Hydroxyurea induces bystander cytotoxicity in cocultures of herpes simplex virus thymidine kinase-expressing and nonexpressing HeLa cells incubated with ganciclovir.

Suicide gene therapy with the herpes simplex virus thymidine kinase (HSV-TK) cDNA and ganciclovir can elicit cytotoxicity to transgene-expressing and nonexpressing bystander cells via transfer of ganciclovir phosphates through gap junctions. HeLa cells do not exhibit bystander cytotoxicity, although we showed recently that they transfer low levels of ganciclovir phosphates to bystander cells. Here, we attempted to induce bystander cytotoxicity using hydroxyurea, an inhibitor of ribonucleotide reductase, to decrease the endogenous dGTP pool, which should lessen competition with ganciclovir triphosphate for DNA incorporation. Addition of hydroxyurea to cocultures of HSV-TK-expressing and bystander cells synergistically increased ganciclovir-mediated cytotoxicity to both cell populations while producing primarily an additive effect in cultures of 100% HSV-TK-expressing cells. Whereas HSV-TK-expressing cells in coculture were approximately 50-fold less sensitive to ganciclovir compared with cultures of 100% HSV-TK-expressing cells, addition of hydroxyurea restored ganciclovir sensitivity. Quantification of deoxynucleoside triphosphate pools showed that hydroxyurea decreased dGTP pools without significantly affecting ganciclovir triphosphate levels.

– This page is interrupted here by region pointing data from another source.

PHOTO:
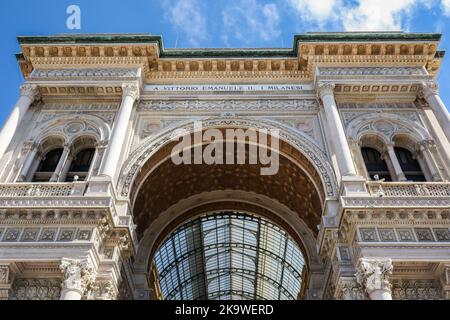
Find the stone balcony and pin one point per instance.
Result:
(20, 202)
(400, 194)
(408, 189)
(13, 190)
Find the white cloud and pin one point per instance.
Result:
(373, 15)
(186, 17)
(317, 11)
(360, 15)
(248, 21)
(446, 6)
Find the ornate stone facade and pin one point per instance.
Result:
(88, 229)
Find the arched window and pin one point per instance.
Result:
(375, 164)
(81, 164)
(410, 166)
(47, 165)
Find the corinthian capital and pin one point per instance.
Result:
(373, 274)
(430, 88)
(130, 89)
(29, 90)
(78, 275)
(325, 88)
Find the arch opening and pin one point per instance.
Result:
(229, 256)
(166, 195)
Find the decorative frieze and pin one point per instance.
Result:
(409, 189)
(371, 71)
(91, 74)
(46, 234)
(36, 289)
(41, 190)
(419, 289)
(382, 234)
(263, 105)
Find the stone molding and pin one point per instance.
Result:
(30, 91)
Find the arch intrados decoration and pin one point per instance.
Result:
(291, 155)
(170, 183)
(386, 125)
(236, 200)
(82, 125)
(375, 141)
(83, 141)
(406, 141)
(49, 142)
(152, 151)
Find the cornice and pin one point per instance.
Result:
(309, 51)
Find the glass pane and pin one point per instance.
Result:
(229, 256)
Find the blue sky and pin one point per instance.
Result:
(218, 23)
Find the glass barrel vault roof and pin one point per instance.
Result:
(229, 256)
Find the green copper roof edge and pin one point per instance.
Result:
(226, 53)
(440, 54)
(370, 36)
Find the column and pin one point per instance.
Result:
(32, 149)
(78, 277)
(430, 164)
(431, 95)
(61, 162)
(399, 175)
(445, 282)
(35, 165)
(118, 134)
(339, 140)
(28, 93)
(348, 288)
(373, 275)
(65, 170)
(6, 279)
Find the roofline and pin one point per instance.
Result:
(227, 53)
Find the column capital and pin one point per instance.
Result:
(325, 88)
(426, 144)
(102, 144)
(78, 275)
(429, 88)
(130, 89)
(389, 146)
(29, 90)
(373, 274)
(28, 146)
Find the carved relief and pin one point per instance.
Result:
(77, 275)
(36, 289)
(406, 289)
(374, 274)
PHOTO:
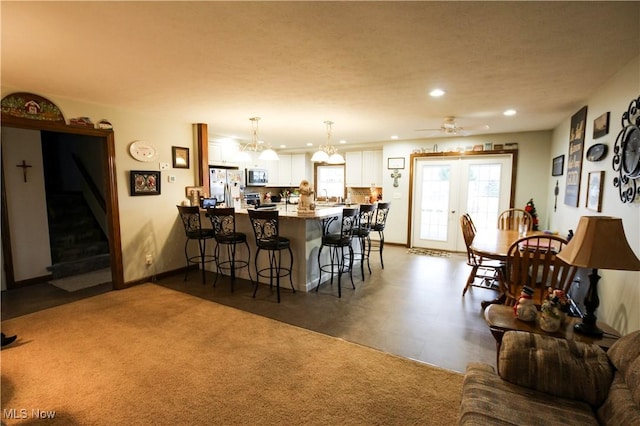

Although hydroxyurea significantly increased the ganciclovir triphosphate:dGTP value for 12 to 24 hours in HSV-TK-expressing and bystander cells from coculture (1.4- to 4.9-fold), this value was increased for <12 hours (2.5-fold) in 100% HSV-TK-expressing cells. These data suggest that the prolonged increase in the ganciclovir triphosphate:dGTP value in cells in coculture resulted in synergistic cytotoxicity. Compared with enhancement of bystander cytotoxicity through modulation of gap junction intercellular communication, this strategy is superior because it increased cytotoxicity to both HSV-TK-expressing and bystander cells in coculture. This approach may improve clinical efficacy.